Hoje você é quem manda
Falou, tá falado
Não tem discussão, não.
A minha gente hoje anda
Falando de lado e olhando pro chão.
Viu?
Você que inventou esse Estado
Inventou de inventar
Toda escuridão
Você que inventou o pecado
Esqueceu-se de inventar o perdão.
Apesar de você
amanhã há de ser outro dia.
Eu pergunto a você onde vai se esconder
Da enorme euforia?
Como vai proibir
Quando o galo insistir em cantar?
Água nova brotando
E a gente se amando sem parar.
Quando chegar o momento
Esse meu sofrimento
Vou cobrar com juros.
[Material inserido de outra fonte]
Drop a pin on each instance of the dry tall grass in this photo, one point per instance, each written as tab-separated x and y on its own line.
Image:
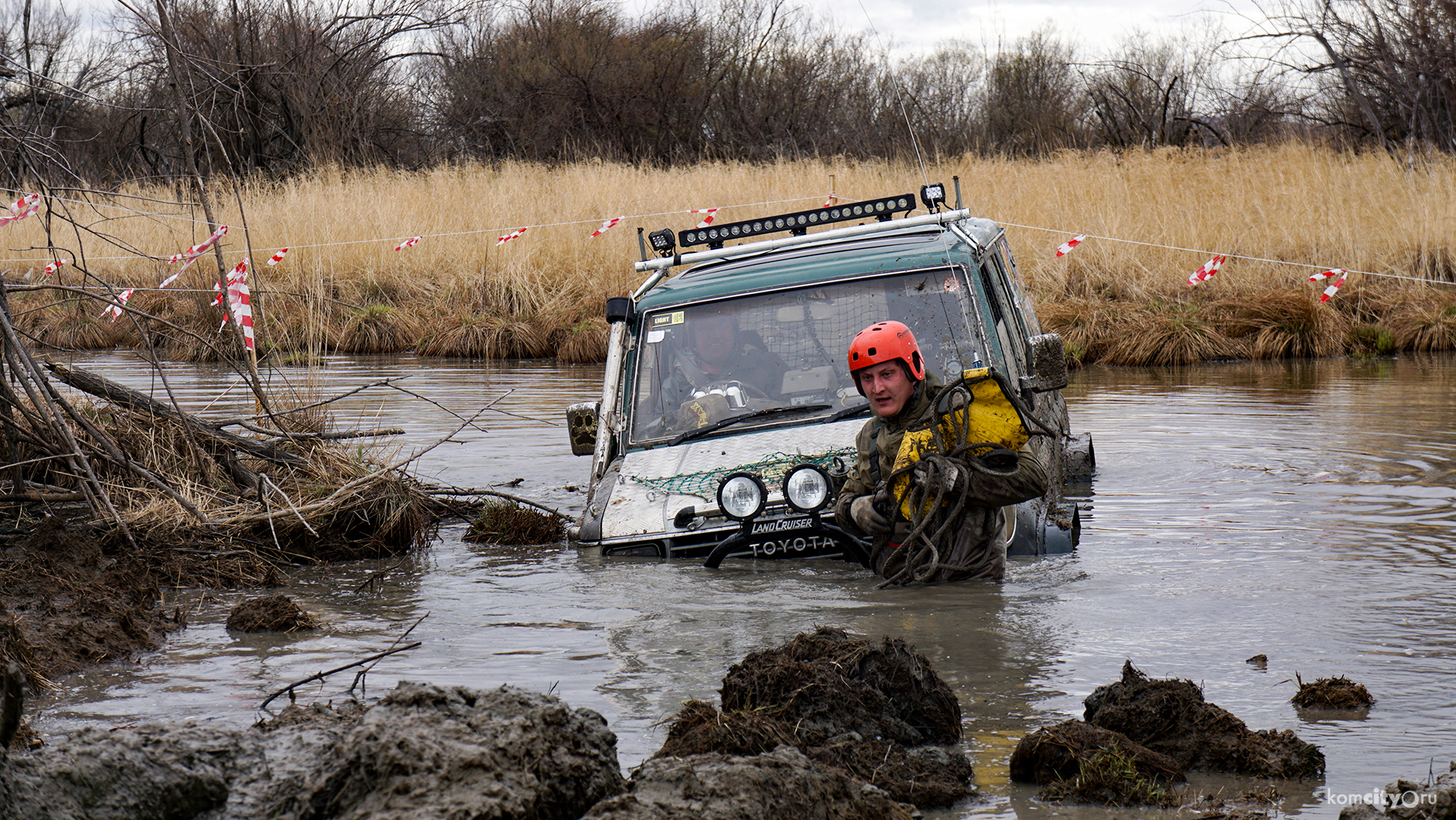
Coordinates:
1283	211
Juro!
Todo esse amor reprimido,
Esse grito contido,
Esse samba no escuro.
Você que inventou a tristeza
Ora tenha a fineza
de “desinventar”.
Você vai pagar, e é dobrado,
Cada lágrima rolada
Nesse meu penar.
Apesar de você
Amanhã há de ser outro dia.
Ainda pago pra ver
O jardim florescer
Qual você não queria.
Você vai se amargar
Vendo o dia raiar
Sem lhe pedir licença.
E eu vou morrer de rir
E esse dia há de vir
antes do que você pensa.
Apesar de você
Apesar de você
Amanhã há de ser outro dia.
Você vai ter que ver
A manhã renascer
E esbanjar poesia.
Como vai se explicar
Vendo o céu clarear, de repente,
Impunemente?
Como vai abafar
Nosso coro a cantar,
Na sua frente.
Apesar de você
Apesar de você
Amanhã há de ser outro dia.
Você vai se dar mal, etc e tal

Histórico: No mesmo ano em que a seleção brasileira conquistou o tricampeonato mundial, as torturas e desaparecimentos de pessoas contrárias ao regime do general Médici eram constantes. Chico Buarque fez a letra dirigida exatamente à Médici, e enviou aos censores certo de que não passaria. Passou e foi gravada. O compacto atingia a marca de 100 mil quando um jornal insinuou que a música era uma homenagem ao presidente. A gravadora foi invadida e todas as cópias destruídas. Chico foi chamado a um interrogatório para prestar informações e esclarecer que era o “você” mencionado na música. “É uma mulher muito mandona, muito autoritária”, respondeu. A canção só seria regravada em 1978 num álbum que leva o nome do autor da música.